Contrairement aux deux premières « affaires », qui ont fait l’objet d’une forte couverture médiatique, et peut-être faute d’un sobriquet pareillement frappant, ce dernier incident est passé pour l’instant inaperçu du grand public et n’agite que les cénacles judiciaires. Pourtant, il s’agit là d’un authentique conflit juridictionnel qu’on présentera en ce lieu. Une étude plus fouillée paraîtra dans la Pasicrisie luxembourgeoise.
Jusqu’alors, les « guerres des juges » semblaient avoir été l’apanage des pays voisins du grand-duché. Ainsi pouvait-on lire dans Le Monde du 22 juin 2010, sous la plume de deux professeurs de droit, qu’à propos d’une procédure française de coopération juridictionnelle, appelée question prioritaire de constitutionnalité (QPC), « la Cour de cassation a déclaré la guerre au Conseil constitutionnel ». La Belgique a aussi connu de tels conflits au sommet de son système juridictionnel. « La guerre des juges a assez duré » titrait une « libre opinion » d’un professeur de droit, publiée dans la Libre Belgique du 8 février 2007. Il fustigeait alors un conflit auquel se livraient, au détriment des justiciables concernés, Cour d’arbitrage et Cour de cassation dans l’affaire Total. L’Allemagne fédérale n’a pas été épargnée non plus. En évoquant les solutions envisageables à de tels conflits, on aura l’occasion d’y revenir.
Le phénomène, traduisant en règle générale une rivalité entre juridictions suprêmes, est-il contagieux ? Où bien, s’agit-il d’une glose chère aux professeurs, réputés attirés par la théorie mais ignorant les contraintes et technicités de la pratique juridictionnelle ? Le lecteur en jugera.

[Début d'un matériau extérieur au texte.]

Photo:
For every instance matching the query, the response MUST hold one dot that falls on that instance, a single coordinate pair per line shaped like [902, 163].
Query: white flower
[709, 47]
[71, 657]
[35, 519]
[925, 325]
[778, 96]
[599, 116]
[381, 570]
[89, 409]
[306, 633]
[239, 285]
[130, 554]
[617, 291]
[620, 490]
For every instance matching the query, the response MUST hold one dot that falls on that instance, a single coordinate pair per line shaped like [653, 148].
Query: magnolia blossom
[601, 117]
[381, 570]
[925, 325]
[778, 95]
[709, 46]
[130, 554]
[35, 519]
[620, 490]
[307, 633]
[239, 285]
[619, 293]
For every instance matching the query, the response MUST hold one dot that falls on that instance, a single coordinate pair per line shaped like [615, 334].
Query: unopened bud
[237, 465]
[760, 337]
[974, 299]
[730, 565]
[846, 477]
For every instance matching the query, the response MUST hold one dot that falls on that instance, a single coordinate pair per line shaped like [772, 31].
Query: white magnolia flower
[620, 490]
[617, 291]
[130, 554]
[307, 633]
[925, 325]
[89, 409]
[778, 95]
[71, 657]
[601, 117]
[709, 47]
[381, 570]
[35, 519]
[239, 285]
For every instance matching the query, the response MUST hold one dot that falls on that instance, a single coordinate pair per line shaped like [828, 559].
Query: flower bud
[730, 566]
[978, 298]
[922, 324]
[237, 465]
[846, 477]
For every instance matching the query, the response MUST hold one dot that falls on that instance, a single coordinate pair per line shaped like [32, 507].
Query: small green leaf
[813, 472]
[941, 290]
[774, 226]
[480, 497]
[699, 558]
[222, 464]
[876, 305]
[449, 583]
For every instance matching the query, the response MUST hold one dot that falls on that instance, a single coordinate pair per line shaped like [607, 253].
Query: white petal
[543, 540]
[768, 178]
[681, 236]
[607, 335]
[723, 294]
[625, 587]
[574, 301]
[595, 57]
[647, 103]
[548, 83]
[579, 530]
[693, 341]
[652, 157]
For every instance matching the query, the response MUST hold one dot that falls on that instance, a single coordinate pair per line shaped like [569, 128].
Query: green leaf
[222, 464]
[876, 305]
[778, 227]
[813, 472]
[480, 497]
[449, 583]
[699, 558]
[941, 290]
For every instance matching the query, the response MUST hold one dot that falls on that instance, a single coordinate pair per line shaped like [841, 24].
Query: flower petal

Par un arrêt rendu le 12 janvier 2012, la Cour de cassation luxembourgeoise, siégeant en matière pénale, a déclaré irrecevable le recours en cassation d’un certain Monsieur T. au motif que son recours, introduit en tant que partie civile, « se heurte à l’article 412 du Code d’instruction criminelle ». Cet article interdit à la partie civile « de poursuivre en cassation l’annulation d’une décision d’acquittement ». La décision d’acquittement dont il s’agit fut prononcée le 12 janvier 2010 par la Cour d’appel siégeant en matière correctionnelle à l’encontre de trois personnes que Monsieur T. avait poursuivies pour dénonciation calomnieuse à son égard.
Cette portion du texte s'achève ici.